Luciferase reporter assay
Cells were co-transfected with RLuc-Luc vectors containing full-length or truncated IRES sequence using Lipofectamine 2000 (Invitrogen). After 48 h, luciferase activities were determined by the Dual-Luciferase Reporter Assay Kit (Promega). Results are presented as ratios of luminescence from firefly to Renilla luciferase.
Immunohistochemistry (IHC)
Primary antibodies including TRIM1-269aa (1:100), cleaved-caspase 3 (1:200), N-cadherin (1:200) and p62 (1:200) were used to incubate paraffin slices at 4 °C overnight, following by peroxidase-conjugated secondary antibody for 2 h at room temperature. Then the tissue sections were stained with diaminobenzidine, and counterstained with hematoxylin. Olympus light microscope was used to take photos for the representative areas.
Cell viability assay
Cell viability was determined by a 3-(4, 5-dimethylthiazol-2-yl)-2, 5-diphenyltetrazolium bromide (MTT) assay. MDA-MB-231 and MDA-MB-468 cells were cultured in 96-well plates for 6 days. After incubation for the indicated time, 20 µl of MTT (5 mg/ml in PBS) was added into each well and incubated for 4 h. The supernatants were carefully aspirated, and 100 µl of dimethyl sulfoxide was added to each well. Absorbance values at 490 nm were measured on a Microplate Reader (Bio-Rad).

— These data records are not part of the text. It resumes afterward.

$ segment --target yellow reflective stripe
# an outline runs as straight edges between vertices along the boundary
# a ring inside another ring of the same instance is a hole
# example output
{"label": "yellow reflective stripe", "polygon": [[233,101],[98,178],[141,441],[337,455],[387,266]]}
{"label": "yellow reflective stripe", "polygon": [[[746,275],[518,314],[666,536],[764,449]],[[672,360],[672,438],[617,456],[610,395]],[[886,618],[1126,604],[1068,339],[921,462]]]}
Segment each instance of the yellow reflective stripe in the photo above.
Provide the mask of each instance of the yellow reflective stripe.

Migration and invasion assays
For the migration assay, 700 µL of medium containing 20% Fetal Bovine Serum (FBS) was added to the lower well of each chamber. Then, 1 × 105 cells suspended in serum-free medium were added to the upper inserts. Following the specified incubation period, the total number of cells that adhered to the lower surface of the membrane was quantified in six representative fields. The invasion assay was conducted using a similar procedure as the migration assay, with the exception that the membrane was coated with matrigel (BD Biosciences, Bedford, MA, USA) before the cells were added to the upper inserts.
Immunoprecipitation
The cells were lysed using a cold lysis buffer containing 1% Triton X-100, 50 mM Tris (pH 7.5), 1 mM EDTA, 150 mM NaCl, and protease inhibitors. The supernatant obtained from cell lysates was incubated with specific antibodies as indicated. Subsequently, the lysates were incubated with protein A/G beads (protein A/G agarose beads). The beads were washed with cold lysis buffer to remove any nonspecific binding, and the protein loading buffer was added to the beads. Finally, the samples were subjected to western blotting analysis to assess protein expression levels.
LC-MS analysis
The proteins were separated on SDS-PAGE gels, and the bands of interest were carefully excised from the gel. The excised bands were then subjected to trypsin digestion using sequencing-grade trypsin (Promega, Madison, WI, USA). The resulting peptides from the digestion were analyzed using a QExactive mass spectrometer (Thermo Fisher Scientific, Carlsbad, CA, USA). The fragment spectra obtained were analyzed using the National Center for Biotechnology Information nonredundant protein database with the Mascot software (Matrix Science) for protein identification.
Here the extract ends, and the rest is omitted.